4 Zij zullen u helpen en de zorg voor het heilige op zich nemen. Geen vreemdeling mag daar tot u naderen.
5 Onthoud het goed, alleen de priesters mogen de heilige taken in het heiligdom en bij het altaar uitvoeren. Als u deze instructies aanhoudt, zal de toorn van God de Israëlieten nooit meer treffen.
6 Ik zeg het nogmaals: uw broeders, de Levieten, zijn uw assistenten voor het werk van de tabernakel. Zij zijn een geschenk aan u van de Here.

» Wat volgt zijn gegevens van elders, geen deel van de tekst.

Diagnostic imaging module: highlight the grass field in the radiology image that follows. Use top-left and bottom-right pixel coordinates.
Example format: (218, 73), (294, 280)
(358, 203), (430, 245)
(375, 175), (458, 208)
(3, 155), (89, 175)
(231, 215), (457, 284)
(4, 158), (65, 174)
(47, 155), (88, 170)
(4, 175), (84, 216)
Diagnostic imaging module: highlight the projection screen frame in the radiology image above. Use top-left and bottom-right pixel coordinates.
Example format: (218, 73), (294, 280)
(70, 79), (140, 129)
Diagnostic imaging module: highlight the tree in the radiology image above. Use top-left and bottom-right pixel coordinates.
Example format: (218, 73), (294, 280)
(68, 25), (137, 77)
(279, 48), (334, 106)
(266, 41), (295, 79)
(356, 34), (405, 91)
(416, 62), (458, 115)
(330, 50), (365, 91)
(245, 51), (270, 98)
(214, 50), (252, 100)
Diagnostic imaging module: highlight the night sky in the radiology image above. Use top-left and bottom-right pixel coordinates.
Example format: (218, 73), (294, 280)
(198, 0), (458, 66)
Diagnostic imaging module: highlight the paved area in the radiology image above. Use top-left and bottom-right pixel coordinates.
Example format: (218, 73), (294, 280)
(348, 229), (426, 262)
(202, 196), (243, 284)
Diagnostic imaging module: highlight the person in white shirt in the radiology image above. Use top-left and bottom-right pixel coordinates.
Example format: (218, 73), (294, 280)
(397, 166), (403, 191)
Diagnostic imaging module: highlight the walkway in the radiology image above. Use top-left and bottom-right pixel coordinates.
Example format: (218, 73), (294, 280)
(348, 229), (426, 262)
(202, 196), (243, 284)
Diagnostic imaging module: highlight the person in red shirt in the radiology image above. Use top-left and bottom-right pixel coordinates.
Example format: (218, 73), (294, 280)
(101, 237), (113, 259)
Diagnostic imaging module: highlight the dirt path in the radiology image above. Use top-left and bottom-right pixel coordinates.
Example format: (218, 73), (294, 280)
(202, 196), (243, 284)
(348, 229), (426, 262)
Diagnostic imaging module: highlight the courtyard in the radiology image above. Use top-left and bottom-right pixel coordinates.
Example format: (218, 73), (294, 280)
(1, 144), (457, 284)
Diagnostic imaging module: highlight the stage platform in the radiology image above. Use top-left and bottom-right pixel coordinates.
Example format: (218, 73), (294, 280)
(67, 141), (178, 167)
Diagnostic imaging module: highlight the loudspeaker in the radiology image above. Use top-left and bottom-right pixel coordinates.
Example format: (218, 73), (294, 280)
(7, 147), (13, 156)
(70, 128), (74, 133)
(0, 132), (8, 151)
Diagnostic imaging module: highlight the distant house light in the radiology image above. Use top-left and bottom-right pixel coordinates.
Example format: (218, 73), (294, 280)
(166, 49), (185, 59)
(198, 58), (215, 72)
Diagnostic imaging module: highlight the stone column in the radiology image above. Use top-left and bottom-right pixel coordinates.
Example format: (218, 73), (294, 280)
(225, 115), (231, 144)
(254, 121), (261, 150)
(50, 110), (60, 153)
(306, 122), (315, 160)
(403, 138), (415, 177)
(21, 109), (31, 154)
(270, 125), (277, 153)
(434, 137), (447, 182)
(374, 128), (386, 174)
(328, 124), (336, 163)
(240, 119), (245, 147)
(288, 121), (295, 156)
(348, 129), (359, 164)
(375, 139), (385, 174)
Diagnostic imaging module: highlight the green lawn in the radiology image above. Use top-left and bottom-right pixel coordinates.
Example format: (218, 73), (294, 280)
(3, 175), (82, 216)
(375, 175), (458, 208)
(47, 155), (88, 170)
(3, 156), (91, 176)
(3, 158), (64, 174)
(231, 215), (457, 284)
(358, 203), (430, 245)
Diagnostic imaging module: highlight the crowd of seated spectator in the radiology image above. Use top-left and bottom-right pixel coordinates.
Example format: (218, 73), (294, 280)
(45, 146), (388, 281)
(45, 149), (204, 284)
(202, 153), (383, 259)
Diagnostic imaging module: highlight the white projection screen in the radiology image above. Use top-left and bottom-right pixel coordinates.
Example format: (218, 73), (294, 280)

7 Maar u en uw zonen, de priesters, moeten de heilige diensten, aan het altaar en alles wat in het Heilige der Heiligen staat, eigenhandig uitvoeren. Want het priesterschap is een dienst die Ik u heb gegeven. Iemand anders die deze taken probeert uit te voeren, zal sterven.’
8 De Here zei vervolgens tegen Aäron: ‘Ik vertrouw u alle geschenken toe die het volk Mij brengt. U en uw zonen geef Ik deze gaven in handen, u mag daar altijd over beschikken.
9 De spijsoffers, de zondoffers en de schuldoffers zijn voor u, uitgezonderd het gedeelte dat op het altaar voor de Here wordt verbrand. Dit alles zal u tot een allerheiligst bezit zijn.
10 Zij moeten op een allerheiligste plaats worden gegeten en dan alleen door mannen.